US tops global survey for costs associated with cyberattacks
Cyberattacks cost the US £6m last year. DDoS attacks are more common in the UK, costing £1.9m
By Ellen Messmer | Network World US | Published: 16:09, 08 October 2012
According to a survey of 56 corporate and governmental organisations in the the US conducted by the Ponemon Institute, the average amount they paid for all the costs associated with cyberattacks was £6 million ($8.9 million) during the past year. That's up 6 percent from the previous year's study.
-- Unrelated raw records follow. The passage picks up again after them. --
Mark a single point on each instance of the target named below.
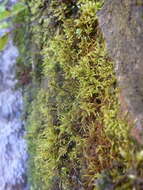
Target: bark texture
(121, 22)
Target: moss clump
(76, 138)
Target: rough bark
(121, 22)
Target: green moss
(76, 138)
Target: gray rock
(121, 22)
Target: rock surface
(121, 22)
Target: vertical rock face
(121, 22)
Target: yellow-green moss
(76, 138)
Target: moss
(76, 137)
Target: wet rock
(121, 22)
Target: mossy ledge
(76, 136)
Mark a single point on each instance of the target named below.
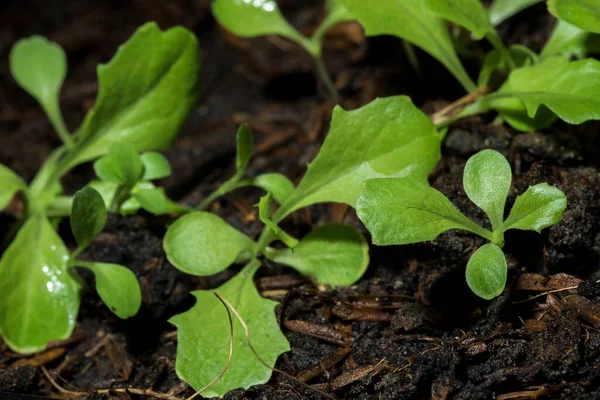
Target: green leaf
(10, 183)
(117, 286)
(334, 254)
(469, 14)
(569, 89)
(584, 14)
(203, 335)
(39, 298)
(487, 180)
(539, 207)
(501, 10)
(486, 272)
(201, 243)
(147, 111)
(264, 211)
(413, 21)
(122, 165)
(156, 166)
(404, 210)
(387, 138)
(88, 216)
(566, 39)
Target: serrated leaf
(469, 14)
(88, 216)
(10, 184)
(201, 243)
(156, 166)
(334, 254)
(387, 138)
(539, 207)
(487, 271)
(584, 14)
(203, 335)
(487, 180)
(404, 210)
(147, 111)
(39, 298)
(413, 21)
(117, 286)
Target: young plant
(252, 18)
(387, 138)
(144, 97)
(403, 211)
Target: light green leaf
(147, 111)
(469, 14)
(413, 21)
(88, 216)
(117, 286)
(201, 243)
(156, 166)
(539, 207)
(404, 210)
(264, 211)
(584, 14)
(334, 254)
(39, 298)
(487, 180)
(487, 271)
(10, 183)
(501, 10)
(203, 335)
(387, 138)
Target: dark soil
(416, 330)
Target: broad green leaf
(40, 67)
(487, 180)
(122, 165)
(203, 335)
(201, 243)
(404, 210)
(486, 272)
(501, 10)
(469, 14)
(156, 166)
(566, 39)
(413, 21)
(10, 183)
(117, 286)
(147, 111)
(387, 138)
(39, 298)
(584, 14)
(569, 89)
(539, 207)
(334, 254)
(88, 216)
(264, 211)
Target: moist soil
(410, 328)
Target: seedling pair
(39, 288)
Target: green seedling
(252, 18)
(404, 211)
(529, 91)
(144, 97)
(387, 138)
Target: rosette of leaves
(143, 99)
(404, 211)
(387, 138)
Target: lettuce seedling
(403, 211)
(386, 138)
(143, 99)
(252, 18)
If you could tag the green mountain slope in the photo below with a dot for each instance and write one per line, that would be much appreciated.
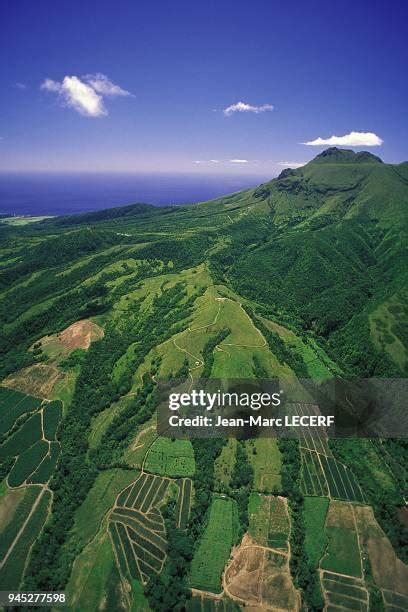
(303, 276)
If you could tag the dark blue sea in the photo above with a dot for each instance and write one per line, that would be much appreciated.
(61, 194)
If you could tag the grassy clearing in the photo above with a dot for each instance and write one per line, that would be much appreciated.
(315, 511)
(224, 465)
(214, 549)
(12, 405)
(12, 572)
(278, 523)
(98, 502)
(174, 458)
(52, 413)
(265, 458)
(27, 463)
(95, 581)
(343, 555)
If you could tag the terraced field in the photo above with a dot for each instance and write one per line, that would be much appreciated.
(183, 505)
(137, 528)
(31, 441)
(269, 521)
(215, 546)
(173, 458)
(344, 592)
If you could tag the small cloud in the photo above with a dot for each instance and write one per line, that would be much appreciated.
(291, 164)
(243, 107)
(207, 161)
(85, 94)
(354, 139)
(104, 86)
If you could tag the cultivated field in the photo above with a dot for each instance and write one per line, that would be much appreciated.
(215, 546)
(269, 521)
(137, 528)
(173, 458)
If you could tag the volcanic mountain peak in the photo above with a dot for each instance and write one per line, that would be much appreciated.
(346, 156)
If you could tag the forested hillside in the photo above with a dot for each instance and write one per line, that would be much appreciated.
(304, 276)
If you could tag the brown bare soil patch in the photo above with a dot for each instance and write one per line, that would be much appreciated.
(260, 578)
(389, 571)
(79, 335)
(244, 573)
(38, 380)
(340, 514)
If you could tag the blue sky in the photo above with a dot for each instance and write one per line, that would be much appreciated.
(143, 86)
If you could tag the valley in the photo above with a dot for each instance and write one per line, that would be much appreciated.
(301, 277)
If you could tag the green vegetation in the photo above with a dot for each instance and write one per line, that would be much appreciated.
(303, 276)
(13, 569)
(315, 510)
(265, 458)
(215, 546)
(343, 555)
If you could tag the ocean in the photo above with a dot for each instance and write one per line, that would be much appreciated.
(61, 194)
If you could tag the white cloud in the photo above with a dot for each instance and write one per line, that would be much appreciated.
(104, 86)
(291, 164)
(86, 95)
(354, 139)
(243, 107)
(207, 161)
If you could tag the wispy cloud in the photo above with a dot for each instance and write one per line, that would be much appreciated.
(206, 161)
(291, 164)
(353, 139)
(243, 107)
(104, 86)
(85, 94)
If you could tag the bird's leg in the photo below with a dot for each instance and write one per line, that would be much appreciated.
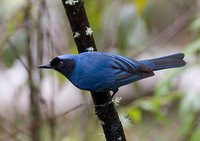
(108, 102)
(113, 94)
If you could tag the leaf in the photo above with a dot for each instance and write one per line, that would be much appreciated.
(141, 5)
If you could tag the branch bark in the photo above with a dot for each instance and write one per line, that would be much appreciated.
(84, 40)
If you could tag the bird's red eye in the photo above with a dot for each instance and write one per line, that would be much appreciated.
(61, 63)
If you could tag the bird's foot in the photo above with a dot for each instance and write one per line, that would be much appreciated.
(105, 105)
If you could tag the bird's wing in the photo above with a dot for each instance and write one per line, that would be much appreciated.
(126, 70)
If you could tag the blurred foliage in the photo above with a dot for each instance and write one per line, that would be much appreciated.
(170, 111)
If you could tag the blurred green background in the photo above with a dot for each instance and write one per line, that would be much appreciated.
(44, 106)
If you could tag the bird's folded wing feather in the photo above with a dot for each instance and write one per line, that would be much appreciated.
(128, 70)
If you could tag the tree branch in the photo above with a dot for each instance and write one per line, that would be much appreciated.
(84, 40)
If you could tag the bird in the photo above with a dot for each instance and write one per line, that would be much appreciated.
(101, 71)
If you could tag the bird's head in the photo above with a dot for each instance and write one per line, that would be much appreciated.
(63, 65)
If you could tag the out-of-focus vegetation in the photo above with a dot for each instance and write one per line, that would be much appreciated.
(44, 106)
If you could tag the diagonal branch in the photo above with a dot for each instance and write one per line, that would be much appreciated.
(84, 40)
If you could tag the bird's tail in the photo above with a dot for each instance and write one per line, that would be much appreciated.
(171, 61)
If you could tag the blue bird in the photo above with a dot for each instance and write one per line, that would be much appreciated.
(99, 71)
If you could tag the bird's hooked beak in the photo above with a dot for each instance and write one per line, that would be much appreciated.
(46, 66)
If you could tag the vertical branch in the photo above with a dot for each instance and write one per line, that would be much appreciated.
(83, 37)
(34, 94)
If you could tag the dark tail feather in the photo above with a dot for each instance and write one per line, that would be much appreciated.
(171, 61)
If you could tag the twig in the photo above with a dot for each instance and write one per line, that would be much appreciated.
(82, 33)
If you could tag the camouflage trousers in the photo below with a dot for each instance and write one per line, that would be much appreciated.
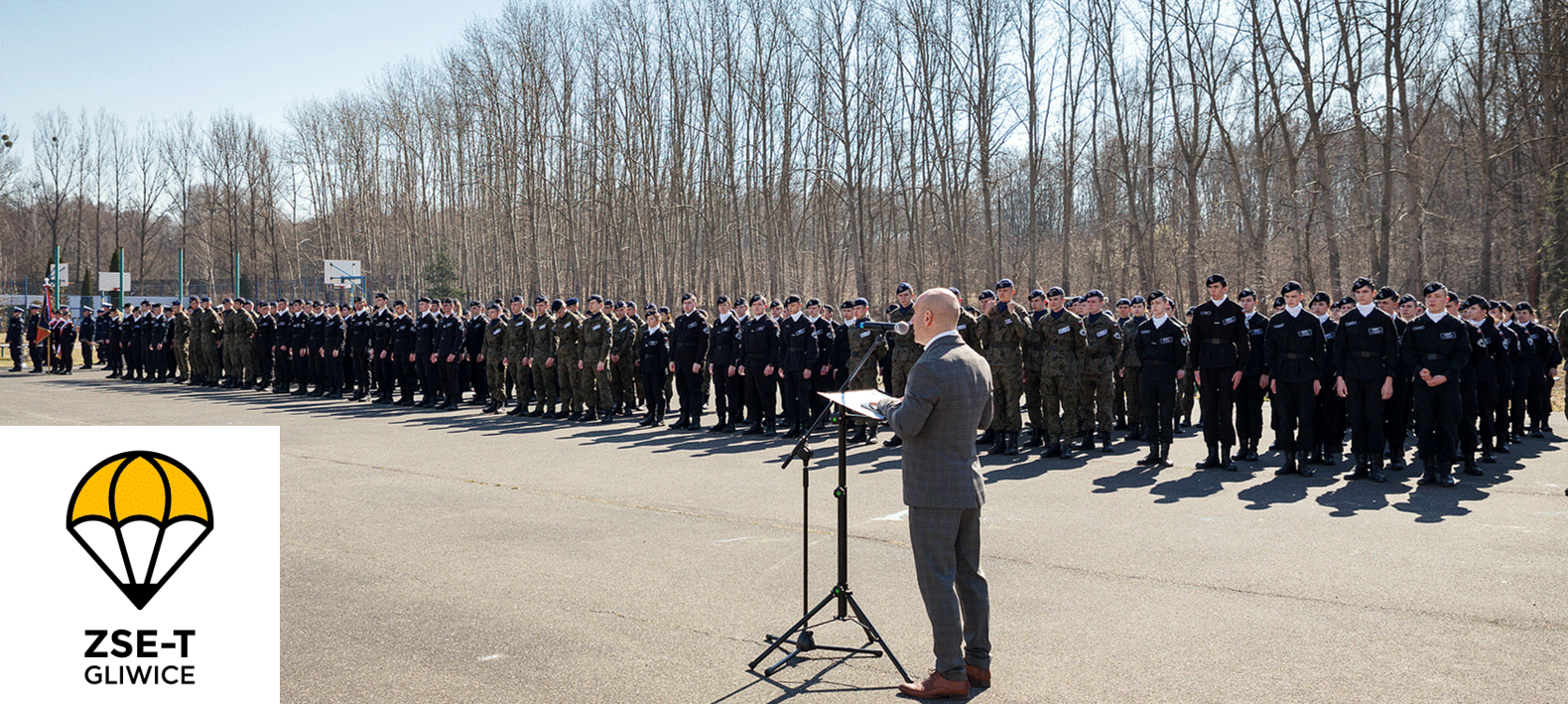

And for the first time, Ponemon expanded the survey to other countries, including the United Kingdom, Germany, Australia and Japan. Costs ascribed to cyberattacks in those locales was significantly lower: £3.7 million ($5.9 million) in Germany and $5.1 million in Japan, for example.
In the UK and Australia, where cybercrime costs per year were $3.2 million and $3.3 million respectively, denial-of-service attacks were more commonplace. German companies were the least likely to experience malicious code and denial-of-service, while Japanese companies least likely to experience malicious insiders and Web-based attacks.
Related Articles on Techworld
The study, sponsored by HP Enterprise Security, offers some explanation for why the US cybercrime figure is far higher. "We found that US companies were much more likely to experience the most expensive types of cyber attacks, which are malicious insiders, malicious code and web-based incidents," the report says.
Institute founder Larry Ponemon acknowledges that with only 56 organisations participating in the survey, the sample is insufficient to reach a firm conclusion as to why the cost of cybercrime in the US does appear higher than elsewhere.
The study cited five "external" cost factors associated with cybercrime: business disruption, information loss or theft, revenue loss, equipment damages and "other." The "internal cost" factors were detection, investigation and escalation, containment, recovery and subsequent efforts to ward off future attacks.
US companies cited information theft as accounting for 44 percent of total external costs.
Cybercrime costs among the 56 companies participating in the survey ranged from $1.4 million to $46 million. Most of the cybercrime costs were related to mitigation of attacks caused by denial-of-service, malicious insider and Web-based attacks.